南乐文庙是明初以来礼制建设齐备并与科举、儒学相结合的祭祀孔子先师的庙宇。由于年代湮远,大部建筑毁于兵燹,仅存大成殿、崇圣殿与石刻赑屃,经过数百年的风雨剥蚀,依然兀立雄视。恢复重建后的文庙一仍旧制,由棂星门、泮池、戟门、大成殿、崇圣殿、尊经阁、日新时习二斋和东西两庑等一系列礼制建筑组成。大门两侧有名宦祠、乡贤祠及敕立下马牌亭等附属建筑,将逐步健全“四配”“十二哲”等完整的配享、从祀体系。南乐文庙正在成为南乐县文化旅游的中心景区之一和对人们尤其是青少年进行优秀传统文化教育的重要研学基地。
古人云:“巽主文运”。

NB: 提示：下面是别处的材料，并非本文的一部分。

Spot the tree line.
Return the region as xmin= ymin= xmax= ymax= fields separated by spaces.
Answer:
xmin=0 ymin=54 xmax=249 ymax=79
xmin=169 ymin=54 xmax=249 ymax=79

古代各州郡的文庙大都建在城东南隅,南乐亦然。文庙西侧是明清以来的儒学、劝学所、高级小学堂。有人统计,从文庙建成后的近年间,从这里走出来33名进士,名举人,多名秀才和建国后数十位高级干部。其中,魏允中在南、北直隶举人考试中高中第1名,获得“解元”桂冠。他哥哥魏允贞获同榜第13名。南乐“解元会魁”牌坊就是经皇上恩准为此事而立。此后,南乐科考入仕者涌之如鲫,与江浙争锋,时人称“拟迹江南”,号称“南乐小江南”。嘉庆时有一位官员在元村驿舍留诗题壁,说元村堡“此处类江南”。
人们对这片热土发自内心的艳羡之余,不禁喟叹其中的文化滋养。这滋养,与隋唐大运河有着浓重的内在联系。
二、大运河滋润儒学教育的辉煌
古运河迳流之域,大多资粮丰稔,文采毓秀。玄学家认为“水为精灵,动者尤甚”。西汉以来独尊儒术,各个流派的文化逐渐融入儒家学派,孔子成了集大成的祖师爷。南乐文庙肇建之初,所需建筑资材大都是通过隋唐大运河漕运来完成的。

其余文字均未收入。